Beproeving en zifting in deze tijd
„Wie zal de dag van zijn komst verdragen, en wie zal standhouden wanneer hij verschijnt?” — MALEACHI 3:2.
1. Wat trof Jehovah aan toen hij in deze tijd tot de geestelijke tempel kwam, en welke vraag werd hierdoor opgeworpen?
WAT trof Jehovah aan toen hij als „de ware Heer”, vergezeld van zijn „boodschapper van het verbond”, kort nadat het Koninkrijk in 1914 in de hemel was opgericht, tot de geestelijke tempel kwam? Zijn volk moest gelouterd en gereinigd worden. Zouden zij zich hieraan onderwerpen en elke noodzakelijke reiniging met betrekking tot hun organisatiestructuur, activiteiten, leerstellingen en gedrag doorstaan? Zoals Maleachi het tot uitdrukking bracht: „Wie zal de dag van zijn komst verdragen, en wie zal standhouden wanneer hij verschijnt?” — Maleachi 3:1, 2.
2. Wie zijn in deze tijd de in Maleachi 3:3 vermelde „zonen van Levi”?
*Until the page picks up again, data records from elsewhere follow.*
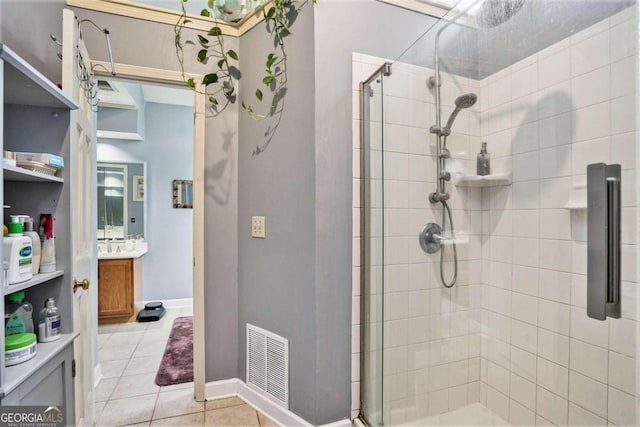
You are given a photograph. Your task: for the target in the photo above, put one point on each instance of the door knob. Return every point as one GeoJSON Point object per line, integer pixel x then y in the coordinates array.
{"type": "Point", "coordinates": [84, 284]}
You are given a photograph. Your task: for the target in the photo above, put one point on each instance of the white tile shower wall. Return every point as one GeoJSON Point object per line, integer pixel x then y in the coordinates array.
{"type": "Point", "coordinates": [432, 334]}
{"type": "Point", "coordinates": [567, 106]}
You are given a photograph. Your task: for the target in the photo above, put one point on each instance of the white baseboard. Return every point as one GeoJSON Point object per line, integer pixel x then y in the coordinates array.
{"type": "Point", "coordinates": [341, 423]}
{"type": "Point", "coordinates": [220, 389]}
{"type": "Point", "coordinates": [97, 375]}
{"type": "Point", "coordinates": [278, 414]}
{"type": "Point", "coordinates": [174, 303]}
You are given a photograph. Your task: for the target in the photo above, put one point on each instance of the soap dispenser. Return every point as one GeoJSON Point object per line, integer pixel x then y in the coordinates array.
{"type": "Point", "coordinates": [483, 161]}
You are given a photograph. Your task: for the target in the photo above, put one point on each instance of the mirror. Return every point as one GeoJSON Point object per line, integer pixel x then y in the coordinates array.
{"type": "Point", "coordinates": [182, 194]}
{"type": "Point", "coordinates": [120, 200]}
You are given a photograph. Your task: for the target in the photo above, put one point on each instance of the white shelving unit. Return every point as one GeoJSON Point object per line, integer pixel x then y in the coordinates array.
{"type": "Point", "coordinates": [493, 180]}
{"type": "Point", "coordinates": [16, 173]}
{"type": "Point", "coordinates": [35, 117]}
{"type": "Point", "coordinates": [17, 374]}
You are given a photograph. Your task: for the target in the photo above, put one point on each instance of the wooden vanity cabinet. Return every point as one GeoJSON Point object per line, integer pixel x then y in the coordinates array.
{"type": "Point", "coordinates": [119, 288]}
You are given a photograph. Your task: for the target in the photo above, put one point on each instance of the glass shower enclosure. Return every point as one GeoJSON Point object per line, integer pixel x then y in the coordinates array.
{"type": "Point", "coordinates": [477, 290]}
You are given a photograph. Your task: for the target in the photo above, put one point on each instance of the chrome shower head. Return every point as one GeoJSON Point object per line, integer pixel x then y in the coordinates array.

2 Jehovah neemt de verantwoordelijkheid op zich voor het reinigen en louteren van „de zonen van Levi” (Maleachi 3:3). In het Israël uit de oudheid waren de priesters en de tempelassistenten uit de stam Levi afkomstig. Deze „zonen van Levi” komen overeen met het collectieve lichaam van gezalfden die in deze tijd onder Jezus, de Hogepriester, als priesters dienst verrichten (1 Petrus 2:7-9; Hebreeën 3:1). Zij zijn degenen die het eerst werden getoetst toen Jehovah met zijn „boodschapper van het verbond” tot de geestelijke tempel kwam. Welnu, waardoor wordt bewezen dat deze loutering vanaf de laatste dagen van de Eerste Wereldoorlog heeft plaatsgevonden?
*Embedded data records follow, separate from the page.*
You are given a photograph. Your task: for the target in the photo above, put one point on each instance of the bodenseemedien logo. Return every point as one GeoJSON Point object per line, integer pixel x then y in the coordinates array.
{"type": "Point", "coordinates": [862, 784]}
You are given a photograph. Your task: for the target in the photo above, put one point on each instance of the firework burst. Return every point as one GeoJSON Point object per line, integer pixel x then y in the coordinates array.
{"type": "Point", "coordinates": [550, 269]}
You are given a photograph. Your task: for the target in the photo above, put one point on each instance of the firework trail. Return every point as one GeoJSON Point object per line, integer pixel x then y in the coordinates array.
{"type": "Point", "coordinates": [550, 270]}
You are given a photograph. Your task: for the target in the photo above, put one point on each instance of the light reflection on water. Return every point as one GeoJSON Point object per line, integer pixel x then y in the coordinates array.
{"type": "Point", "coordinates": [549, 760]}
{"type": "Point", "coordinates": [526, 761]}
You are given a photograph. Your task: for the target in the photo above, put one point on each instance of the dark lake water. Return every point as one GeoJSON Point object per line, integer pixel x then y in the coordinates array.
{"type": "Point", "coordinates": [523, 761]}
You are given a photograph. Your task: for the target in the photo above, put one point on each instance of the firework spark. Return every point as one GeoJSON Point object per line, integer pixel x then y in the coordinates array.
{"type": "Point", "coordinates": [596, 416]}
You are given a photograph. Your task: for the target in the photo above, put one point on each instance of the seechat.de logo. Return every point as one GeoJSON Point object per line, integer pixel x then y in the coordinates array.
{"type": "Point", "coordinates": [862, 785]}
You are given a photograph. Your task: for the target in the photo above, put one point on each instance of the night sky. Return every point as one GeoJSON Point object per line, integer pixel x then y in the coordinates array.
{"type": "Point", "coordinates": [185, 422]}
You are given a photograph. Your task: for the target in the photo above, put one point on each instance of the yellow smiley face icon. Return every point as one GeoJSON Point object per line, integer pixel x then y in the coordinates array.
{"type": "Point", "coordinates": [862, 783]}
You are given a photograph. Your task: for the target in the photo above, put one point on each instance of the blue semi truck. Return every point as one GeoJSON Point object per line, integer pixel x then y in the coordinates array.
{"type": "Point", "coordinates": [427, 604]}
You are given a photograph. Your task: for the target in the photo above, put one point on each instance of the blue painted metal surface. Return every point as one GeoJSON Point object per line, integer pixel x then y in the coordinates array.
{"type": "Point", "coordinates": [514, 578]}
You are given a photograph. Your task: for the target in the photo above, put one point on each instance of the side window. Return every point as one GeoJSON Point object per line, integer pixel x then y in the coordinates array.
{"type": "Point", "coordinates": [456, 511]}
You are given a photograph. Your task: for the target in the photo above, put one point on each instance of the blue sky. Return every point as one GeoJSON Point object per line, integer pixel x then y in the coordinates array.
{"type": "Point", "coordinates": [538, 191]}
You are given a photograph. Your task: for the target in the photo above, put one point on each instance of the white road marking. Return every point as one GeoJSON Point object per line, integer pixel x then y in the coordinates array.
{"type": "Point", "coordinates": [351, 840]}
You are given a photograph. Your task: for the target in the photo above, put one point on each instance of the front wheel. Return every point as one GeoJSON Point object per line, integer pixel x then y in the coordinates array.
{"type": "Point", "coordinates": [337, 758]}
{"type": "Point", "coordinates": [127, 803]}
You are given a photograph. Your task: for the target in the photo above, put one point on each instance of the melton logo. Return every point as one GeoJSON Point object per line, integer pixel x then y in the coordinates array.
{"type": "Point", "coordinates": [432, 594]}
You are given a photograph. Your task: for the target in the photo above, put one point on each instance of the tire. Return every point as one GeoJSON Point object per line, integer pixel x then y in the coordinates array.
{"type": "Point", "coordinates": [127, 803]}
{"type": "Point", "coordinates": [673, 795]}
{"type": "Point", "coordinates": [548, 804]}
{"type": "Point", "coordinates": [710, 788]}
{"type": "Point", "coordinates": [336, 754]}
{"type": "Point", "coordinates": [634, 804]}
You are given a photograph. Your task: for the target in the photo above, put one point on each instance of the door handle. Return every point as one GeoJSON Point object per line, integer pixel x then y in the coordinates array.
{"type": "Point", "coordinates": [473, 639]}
Een tijd van vurige beproevingen
3. In welke toestand verkeerden Gods getuigen in de lente van 1918?
3 Toen Jehovah samen met zijn „boodschapper van het verbond” tot de geestelijke tempel kwam, bemerkte Hij dat het overblijfsel gelouterd en gereinigd moest worden. De Wachttoren had zijn lezers er bijvoorbeeld toe aangemoedigd om in overeenstemming met het verzoek van het Congres van de Verenigde Staten en van president Wilson, 30 mei 1918 opzij te zetten als een dag van gebed voor de overwinning van de democratische machten. Dit kwam op een schending van de christelijke neutraliteit neer. — Johannes 17:14, 16.
4. Welke ontwikkelingen vonden er plaats met betrekking tot de vervolging van Jehovah’s dienstknechten?
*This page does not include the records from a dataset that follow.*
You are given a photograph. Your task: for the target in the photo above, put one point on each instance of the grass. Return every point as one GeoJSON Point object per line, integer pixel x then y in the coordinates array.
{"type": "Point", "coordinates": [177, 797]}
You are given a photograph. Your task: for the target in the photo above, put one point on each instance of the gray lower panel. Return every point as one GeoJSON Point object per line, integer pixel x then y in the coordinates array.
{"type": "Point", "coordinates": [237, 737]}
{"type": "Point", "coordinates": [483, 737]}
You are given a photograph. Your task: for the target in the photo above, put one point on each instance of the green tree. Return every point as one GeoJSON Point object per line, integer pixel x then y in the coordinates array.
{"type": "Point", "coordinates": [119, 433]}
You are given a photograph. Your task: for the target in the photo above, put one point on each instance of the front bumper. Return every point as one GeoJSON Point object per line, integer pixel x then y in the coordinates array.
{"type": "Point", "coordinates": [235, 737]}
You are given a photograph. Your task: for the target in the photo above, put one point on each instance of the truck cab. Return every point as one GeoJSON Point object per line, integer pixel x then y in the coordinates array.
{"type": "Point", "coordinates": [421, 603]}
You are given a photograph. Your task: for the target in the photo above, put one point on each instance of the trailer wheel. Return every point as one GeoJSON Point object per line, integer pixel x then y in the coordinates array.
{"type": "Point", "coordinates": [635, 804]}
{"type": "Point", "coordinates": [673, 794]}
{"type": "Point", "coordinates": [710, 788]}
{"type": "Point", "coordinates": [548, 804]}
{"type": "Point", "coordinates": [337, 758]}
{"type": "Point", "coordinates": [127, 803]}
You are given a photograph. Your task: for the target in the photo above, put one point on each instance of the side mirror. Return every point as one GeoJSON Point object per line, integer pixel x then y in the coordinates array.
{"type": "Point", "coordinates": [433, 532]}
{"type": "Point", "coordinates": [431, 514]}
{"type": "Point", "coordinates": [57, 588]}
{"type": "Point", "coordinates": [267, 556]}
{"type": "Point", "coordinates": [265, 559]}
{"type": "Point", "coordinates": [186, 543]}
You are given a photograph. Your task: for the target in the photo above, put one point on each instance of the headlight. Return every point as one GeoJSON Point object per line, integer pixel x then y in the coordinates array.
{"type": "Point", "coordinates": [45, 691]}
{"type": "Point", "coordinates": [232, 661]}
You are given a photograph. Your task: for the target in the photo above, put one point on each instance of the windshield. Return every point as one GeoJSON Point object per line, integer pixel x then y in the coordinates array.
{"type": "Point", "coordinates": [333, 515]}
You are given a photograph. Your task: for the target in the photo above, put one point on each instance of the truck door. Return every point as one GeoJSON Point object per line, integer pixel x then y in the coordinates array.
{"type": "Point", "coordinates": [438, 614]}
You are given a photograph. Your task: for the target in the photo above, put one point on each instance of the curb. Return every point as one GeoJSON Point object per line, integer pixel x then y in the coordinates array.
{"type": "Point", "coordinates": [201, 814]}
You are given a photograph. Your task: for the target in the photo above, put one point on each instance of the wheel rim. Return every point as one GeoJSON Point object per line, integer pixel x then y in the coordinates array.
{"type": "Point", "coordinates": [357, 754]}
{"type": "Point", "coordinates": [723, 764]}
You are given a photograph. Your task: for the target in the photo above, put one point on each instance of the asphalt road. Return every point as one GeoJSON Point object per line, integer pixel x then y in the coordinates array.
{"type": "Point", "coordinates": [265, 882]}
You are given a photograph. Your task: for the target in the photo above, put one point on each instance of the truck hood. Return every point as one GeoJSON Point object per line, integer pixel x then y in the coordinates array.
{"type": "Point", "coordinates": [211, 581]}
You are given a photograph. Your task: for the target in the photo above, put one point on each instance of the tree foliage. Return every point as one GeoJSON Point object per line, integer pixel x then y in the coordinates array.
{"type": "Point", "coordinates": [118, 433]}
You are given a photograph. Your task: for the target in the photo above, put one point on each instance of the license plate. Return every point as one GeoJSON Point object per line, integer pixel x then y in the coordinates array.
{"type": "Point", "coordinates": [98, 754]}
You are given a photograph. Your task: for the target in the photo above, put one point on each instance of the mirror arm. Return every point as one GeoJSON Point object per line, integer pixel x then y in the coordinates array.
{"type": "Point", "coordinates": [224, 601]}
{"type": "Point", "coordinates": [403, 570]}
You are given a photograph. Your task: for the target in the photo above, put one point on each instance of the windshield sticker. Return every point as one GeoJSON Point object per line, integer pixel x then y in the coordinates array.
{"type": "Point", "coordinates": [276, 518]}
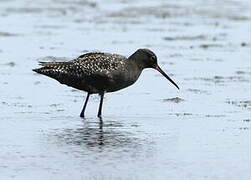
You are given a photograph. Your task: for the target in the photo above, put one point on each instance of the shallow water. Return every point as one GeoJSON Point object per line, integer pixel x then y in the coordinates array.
{"type": "Point", "coordinates": [150, 130]}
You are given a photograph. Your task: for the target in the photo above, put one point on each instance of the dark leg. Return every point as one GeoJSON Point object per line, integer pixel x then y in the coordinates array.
{"type": "Point", "coordinates": [100, 104]}
{"type": "Point", "coordinates": [82, 114]}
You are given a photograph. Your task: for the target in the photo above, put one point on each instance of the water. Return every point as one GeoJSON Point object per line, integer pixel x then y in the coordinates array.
{"type": "Point", "coordinates": [150, 130]}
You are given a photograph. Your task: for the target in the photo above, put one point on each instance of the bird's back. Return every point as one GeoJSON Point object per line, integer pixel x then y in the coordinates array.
{"type": "Point", "coordinates": [91, 72]}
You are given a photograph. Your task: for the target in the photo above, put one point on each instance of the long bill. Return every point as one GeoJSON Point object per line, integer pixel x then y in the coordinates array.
{"type": "Point", "coordinates": [166, 76]}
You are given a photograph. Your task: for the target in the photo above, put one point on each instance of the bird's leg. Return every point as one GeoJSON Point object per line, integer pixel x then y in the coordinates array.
{"type": "Point", "coordinates": [100, 104]}
{"type": "Point", "coordinates": [82, 114]}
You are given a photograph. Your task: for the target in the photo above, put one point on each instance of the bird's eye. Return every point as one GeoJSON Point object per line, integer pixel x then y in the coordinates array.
{"type": "Point", "coordinates": [153, 58]}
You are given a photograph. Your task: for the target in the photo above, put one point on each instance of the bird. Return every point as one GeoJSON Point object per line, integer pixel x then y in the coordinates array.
{"type": "Point", "coordinates": [100, 73]}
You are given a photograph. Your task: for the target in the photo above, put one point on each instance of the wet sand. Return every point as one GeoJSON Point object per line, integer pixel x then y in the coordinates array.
{"type": "Point", "coordinates": [150, 130]}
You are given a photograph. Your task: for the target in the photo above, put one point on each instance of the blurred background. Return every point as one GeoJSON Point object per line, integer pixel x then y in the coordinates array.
{"type": "Point", "coordinates": [151, 130]}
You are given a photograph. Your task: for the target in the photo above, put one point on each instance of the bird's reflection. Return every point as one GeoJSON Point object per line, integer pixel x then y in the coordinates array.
{"type": "Point", "coordinates": [97, 133]}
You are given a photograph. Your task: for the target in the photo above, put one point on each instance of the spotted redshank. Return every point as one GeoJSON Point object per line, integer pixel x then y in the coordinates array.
{"type": "Point", "coordinates": [98, 73]}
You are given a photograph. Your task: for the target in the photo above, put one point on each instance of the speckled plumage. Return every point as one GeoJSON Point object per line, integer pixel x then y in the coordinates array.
{"type": "Point", "coordinates": [101, 72]}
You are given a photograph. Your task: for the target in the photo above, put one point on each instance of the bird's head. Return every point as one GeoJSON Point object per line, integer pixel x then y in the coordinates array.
{"type": "Point", "coordinates": [145, 58]}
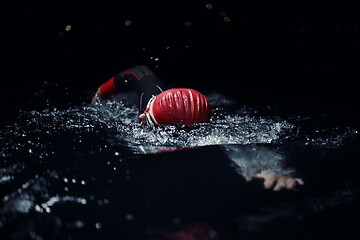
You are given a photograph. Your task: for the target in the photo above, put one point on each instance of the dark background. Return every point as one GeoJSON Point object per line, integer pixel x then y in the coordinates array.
{"type": "Point", "coordinates": [302, 55]}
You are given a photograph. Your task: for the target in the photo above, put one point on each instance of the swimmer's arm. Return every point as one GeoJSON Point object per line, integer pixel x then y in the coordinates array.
{"type": "Point", "coordinates": [277, 182]}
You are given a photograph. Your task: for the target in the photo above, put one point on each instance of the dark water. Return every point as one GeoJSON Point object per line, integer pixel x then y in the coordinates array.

4 De geestelijken en de regeringen oefenden grote druk op Jehovah’s gezalfde dienstknechten uit. In antwoord op valse beschuldigingen van opruiing stelden de leden van het gezalfde overblijfsel pogingen in het werk om in het openbaar te bewijzen dat zij onschuldig waren. Doch op 7 mei 1918 werden er bevelen uitgevaardigd tot de inhechtenisneming van acht personen die verbonden waren met het bestuur en de redactie van de Watch Tower Bible and Tract Society, met inbegrip van de president, J. F. Rutherford. Het proces tegen hen begon op maandag 3 juni. Op 20 juni deed de jury uitspraak: schuldig op vier punten van aanklacht. Niet lang daarna werden deze toegewijde christelijke mannen op 4 juli 1918 per trein naar de gevangenis in Atlanta (Georgia, VS) gebracht.
5. Hoe trad duidelijk aan het licht dat er een zifting moest plaatsvinden onder degenen die God dienden, en waaruit blijkt dat dit ook geschiedde?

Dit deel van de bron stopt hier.